Chief Secretary Orville London is calling on Prime Minister Kamla Persad-Bissessar to immediately revoke the appointment of the Minister of Tobago Development, Dr. Delmon Baker.
At a media conference in his office at the Administrative Complex in Calder Hall, Tobago, London cited Baker’s “recent reckless, insensitive, disrespectful behaviour” as his reasons for the call, which he said disqualifies Baker from being a Minister or a representative of Tobago.
London referred to Baker’s damaging comments that appeared on the front page of a local weekly on February 11th, where the Minister said it was “easier to be shot dead in Tobago than in Trinidad”. The Chief Secretary subsequently wrote to Baker asking him to rescind the statement and apologise because of the “deleterious” impact it was having on Tobago’s tourism, image and consequently, its economy.
The Chief Secretary pointed out that statistics from the police service contradict Baker’s assertion. The Tobago Division was awarded for outstanding performances in the reduction of serious crime in 2014, he said.
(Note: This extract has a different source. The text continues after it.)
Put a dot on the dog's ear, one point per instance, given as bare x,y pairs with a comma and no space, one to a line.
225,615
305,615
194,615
He added that out of close to 400 murders in Trinidad and Tobago, only eight occurred in Tobago, of which only three were gun-related.
Further, London pointed out that according to police statistics, serious crime dropped by 39 percent on the island, and the number of crimes against visitors fell by 69 percent last year. This was confirmed in recent months by former National Security Minister Gary Griffith, as well as Commissioner of Police Stephen Williams and Permanent Secretary in the Ministry of National Security Carl Francis.
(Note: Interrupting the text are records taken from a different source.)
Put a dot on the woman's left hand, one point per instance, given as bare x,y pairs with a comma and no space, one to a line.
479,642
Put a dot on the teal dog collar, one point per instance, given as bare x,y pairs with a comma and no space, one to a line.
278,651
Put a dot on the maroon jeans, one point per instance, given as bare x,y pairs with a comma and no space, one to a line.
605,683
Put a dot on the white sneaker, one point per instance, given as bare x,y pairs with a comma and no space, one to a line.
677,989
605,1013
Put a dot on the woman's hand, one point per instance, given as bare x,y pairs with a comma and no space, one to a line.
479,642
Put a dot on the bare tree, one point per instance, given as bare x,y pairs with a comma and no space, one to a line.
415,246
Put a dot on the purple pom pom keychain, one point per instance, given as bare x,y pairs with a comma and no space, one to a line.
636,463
He said Baker stated he got his information from Cabinet, but questioned Baker’s source, as both acting Assistant Commissioner of Police Garfield Moore and his predecessor Earl Gonzales confirmed that there is no merit to Baker’s statement.
In another media report, Baker indicated that he stood by his initial statement, and promised to make further comments to support what he said.
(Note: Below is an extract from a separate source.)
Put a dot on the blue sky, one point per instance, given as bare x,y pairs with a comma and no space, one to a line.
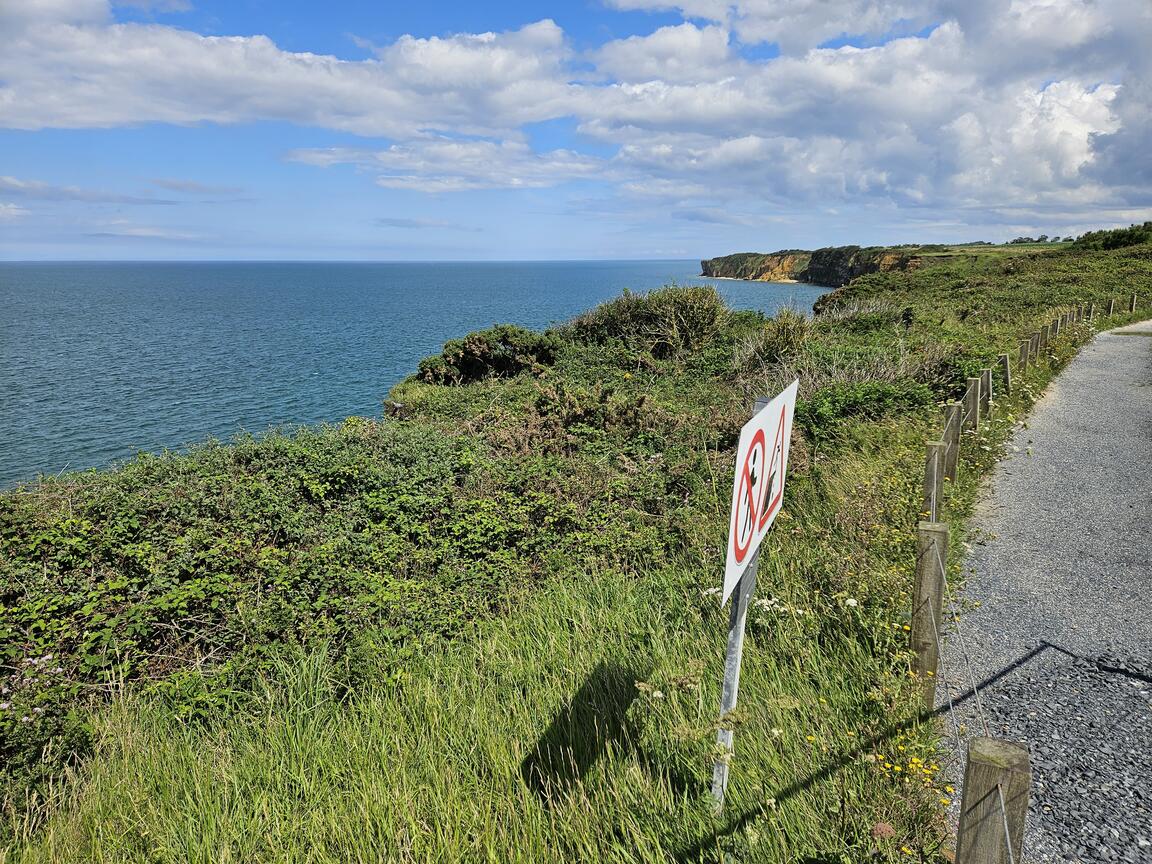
274,129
London said that potential visitors reading statements by the Minister of Tobago Development could do serious harm to Tobago, especially given the currently high incidence of serious crimes in the country.
“Can you imagine the impact of that?” London asked. “All I’m asking Dr. Baker to do is to alleviate it. We can’t eradicate it immediately, but let us try to alleviate it so that over a period of time, this besmirching of our reputation would in fact be alleviated.”
London revealed that Baker responded to his request by returning the original letter to the Office of the Chief Secretary.
“In my 20 years of political life, I have never had such an insulting response,” London stated. “But this is not about me. This is about a representative and the contempt he has demonstrated for his people.”
“And I cannot see how an individual like that, who is prepared to undermine Tobago’s development and who is so arrogant that he is not prepared to apologise so that his mistake can in fact be rectified, how somebody like that could deserve either to be a representative of Tobago or a Minister of Tobago Development.”
The Chief Secretary further called on the people of Baker’s constituency, Tobago West, and by extension the rest of Tobago, to reject the Minister as their representative.
London said he has not written to Prime Minister Kamla Persad-Bissessar on the matter.
“I’m hoping that the Prime Minister will get the information and if I don’t get any response I will definitely send a formal request. I think it was sufficiently urgent,” London said. “This is not primarily about the Prime Minister. This is about the people of Tobago and the need for the people of Tobago to know how they are being represented, or maybe misrepresented.”